Two generations ago there was the censored media coverage of the Vietnam War; a generation ago there were the pro-war psy ops the U.S. was starting to flood the world with; this propaganda effort has gotten more expansive and tinged with violent imagery over the years, but it overall molds into one long deception. I’ve reiterated this in all of my articles lately because Americans need to be aware of it urgently right now. Partly from the suppression of the last Korean War’s atrocities, wherein nearly three million people were killed as the U.S. pummeled North Korea with bombs and artillery, the president is able to threaten an unprovoked nuclear holocaust against the North Korean people.
The wild irrationality of that plan, added onto America’s preparations for war with Iran and rapid expansions this year of the existing conflicts, is how an empire reacts to its own decline. “Historians of empire call these military fiascos, a feature of all late empires, examples of ‘micro-militarism,’” wrote Chris Hedges this month about the fall of American power. “The Athenians engaged in micro-militarism when during the Peloponnesian War (431-404 B.C.) they invaded Sicily, suffering the loss of 200 ships and thousands of soldiers and triggering revolts throughout the empire. Britain did so in 1956 when it attacked Egypt in a dispute over the nationalization of the Suez Canal and then quickly had to withdraw in humiliation, empowering a string of Arab nationalist leaders such as Egypt’s Gamal Abdel Nasser and dooming British rule over the nation’s few remaining colonies. Neither of these empires recovered.”

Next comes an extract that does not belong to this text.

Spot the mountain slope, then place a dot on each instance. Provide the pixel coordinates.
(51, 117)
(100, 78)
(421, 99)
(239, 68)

Hoping for the power structure to defeat itself in this way would be what an impotent opposition does, similar to the minute ritual many on the left went through last year of debating whether Trump or Clinton might be best for our cause. Without a unified, active major movement towards radical progressive change, the bargains we make with the future will still end in our destruction. Multiple climate research sources published a report in April saying the last year where catastrophic climate change is avoidable will be 2020. If carbon emissions continue to rise or stagnate after then, temperatures will inevitably go up more than two degrees Fahrenheit, making sea levels rise meters by the end of the century and making large parts of the planet uninhabitable.
Even the poorest people can take part in the movement to stop this, since it starts with questioning corporate state propaganda, spreading suppressed information, and speaking out against racism and bigotry in our immediate lives. Next we need to seek out or create our local progressive organizing groups, and use them to transform the country city by city. Ultimately we’ll have to take drastic actions toward revolt, like refusing to pay taxes, protesting amid risk of police retribution, and not going to work or buying products for days at a time. 
The encouragement we can take for these struggles is that we’re building onto a risein popular movements that’s been happening for several years, and that clearly scares the elite. But these movements aren’t strong enough yet, and without massive mobilization toward them, the worst atrocities will be yet to come.